# what do grooms wear?



## nagseastsussex (23 May 2011)

Hi can someone please tell me what is the correct dress for a groom is, when they enter the show ring in a M & M class to help the competitor strip off the ponies?  Ty


----------



## MissSBird (23 May 2011)

At local level whatever your groom happens to be wearing is fine, just stick a hat on their head.

At lower county level the same applies.

At major shows dress a bit smarter.

At championship shows the groom should dress formally, as if doing an in-hand class. 

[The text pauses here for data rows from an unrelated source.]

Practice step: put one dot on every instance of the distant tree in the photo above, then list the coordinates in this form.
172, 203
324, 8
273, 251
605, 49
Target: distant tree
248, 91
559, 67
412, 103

Regardless of level, the groom should always wear a hat.


----------



## Rowreach (23 May 2011)

Depends on the level, but whatever level your groom shouldn't be scruffy   Riding hat, neat hair, sensible footwear (short boots usually) are essential.  Shirt and tie, hacking jacket, light coloured tidy trousers, and equipment in something that is neat and tidy as well - mine is in a small dark coloured toolbox.  A well turned out groom adds to the whole picture of well turned out horse and rider


----------



## much-jittering (23 May 2011)

Tidy, but it's not the end of the world. Even at county, if it's hurling it down with rain and the class has taken 20 minutes to do it's initial go round, the majority of grooms will look like drowned rats in as many coats as they could find in the lorry 

Yes it's nice to turn out v smartly, i.e. as for in hand if possible - but when you're ACTUALLY the groom, not just the ring groom, you can't wear your clobber to prep the horses or it'd be filthy before you start, so then you need to find time to change if any is available - and believe me if you've got more than one rider in a class, or indeed sometimes in different rings at the same time, you probably haven't got time to ponce yourself up too much. Picking the hay out of one's hair is a good start 

At a big big shows as the others said, you make the time to turn the groom out well too. But seriously, even county it's not the end of the world. Royal International, dig the hacking jacket out 

Ultimately though it's the horse getting judged and the judge isn't going to notice the groom unless they're getting in the way - i.e. the ones that hover not quite sure whether to go into the ring or not, or who get in the way of somebody's show, or faff around with their charge so it isn't actually ready  Get it, get out is my motto - there's always something else to go and get done and the less time I spend in the middle of the ring like a lemon the better


----------



## MaisieMooandCometToo (23 May 2011)

I would say dress as if you were showing inhand although I doubt the groom attire is marked too heavily at lower levels it's always better to look the part!


----------



## much-jittering (23 May 2011)

Quick afterthought - do check the rules, certainly if it's a bigger show, as I know at some of the ones we go to there's rules about logos/advertising, so you can't go into the ring as a groom with the name of your yard emblazoned accross your back. Outside of the ring you can walk round wearing an advertising sandwich board if you so wish - but inside even an embroidered logo for your business on one side of the chest is a no no. I don't know if that's a common thing all over for county, or just comes up at ones we go to, or is only relevent to 'professional' producers/studs etc.


----------



## nagseastsussex (23 May 2011)

Many thanks everyone, I did not want to let my daughter down as its her first attempt at showing and she is very concerned that everything is "just so".


----------



## xloopylozzax (23 May 2011)

no scruffy jeans, no shorts or bright coloured jods is the main. It does matter, it is noticed and overall makes the right impression. A clean blouson/gillet is easy to throw on if its raining. A 'bush' hat is fine, or flat cap, riding hat is not neccesary. You dont tend to have a groom at local level...


----------